- journal_title:Bulletin de la Societe Geologique de France
- Contributor:Muriel Rocher ; Marc Cushing ; Francis Lemeille ; Stéphane Baize
- Publisher:Societe Geologique de France
- Date:2005-
- Format:text/html
- Language:en
- Identifier:10.2113/176.4.319
- journal_abbrev:Bulletin de la Societe Geologique de France
- issn:0037-9409
- volume:176
- issue:4
- firstpage:319
- section:Articles
In most rocks, tectonic stress induces crystalline deformation, such as mechanical twinning. The inverse analysis of calcite twinning allows reconstruction of both directions and values of the paleostress field. The Etchecopar inverse method using calcite twinning has been improved in this paper, lowering the uncertainties on the calculated stress values. Calcite was sampled in the foreland of the western Alps, along a SE-NW section from the Jura Mountains to the Isle of Wight. The calcite twinning inversion has identified the successive Cenozoic tectonic events, named “Pyrenean” compression, “Oligocene” extension and “Alpine” compression.
The distribution of the Mio-Pliocene Alpine orogenic stress was specified. This stress field varies in terms of stress regime, directions and values. The horizontal principal stress trends E-W in southern France, WNW in the centre, and NW in the North, which can be attributed to the Alpine indenter phenomenon.

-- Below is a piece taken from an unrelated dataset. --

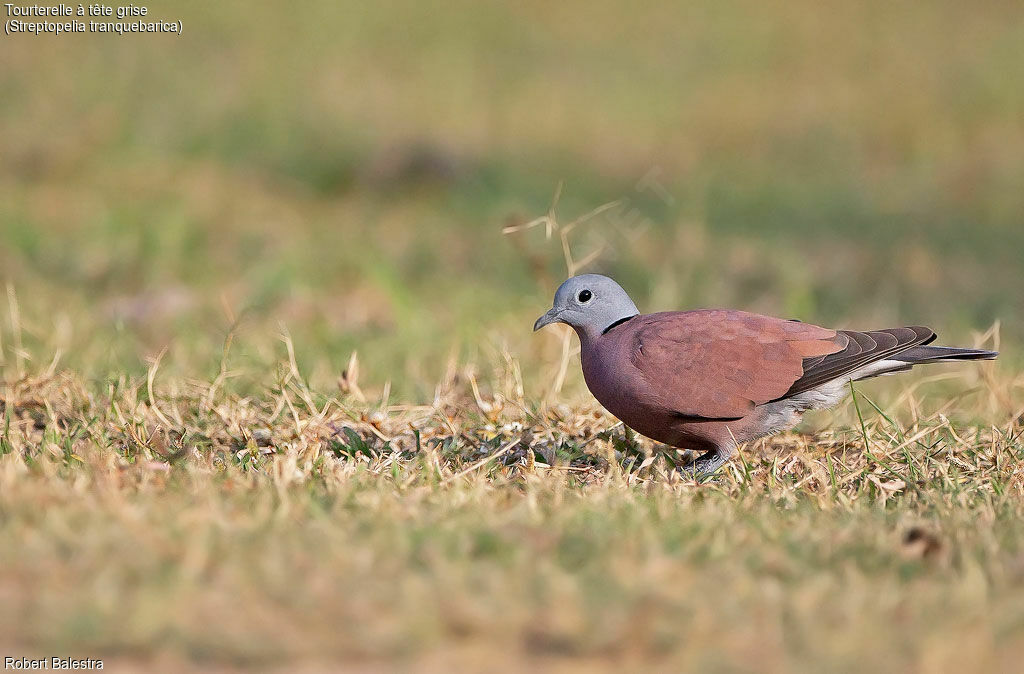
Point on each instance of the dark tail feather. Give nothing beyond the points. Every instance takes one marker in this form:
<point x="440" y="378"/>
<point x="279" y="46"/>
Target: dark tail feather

The tectonic stress regime roughly corresponds to a pure compression in the Jura and rapidly evolves to the NW to a strike-slip state of stress, then beyond the Paris basin’s centre to a perpendicular extension. Unlike the Pyrenean or Appalachian foreland stress, the Alpine differential stress does not significantly decrease from the Jura front to the far field (30 to 25 MPa). Moreover, stress values vary from one area to another, low in the Burgundy high, fractured and uprising during this tectonic event, and high in Paris basin centre, poorly fractured and subsiding during this event. Three possible explanations are proposed : variation in crust thickness, crustal buckling during the Mio-Pliocene, and pre-existing fractures.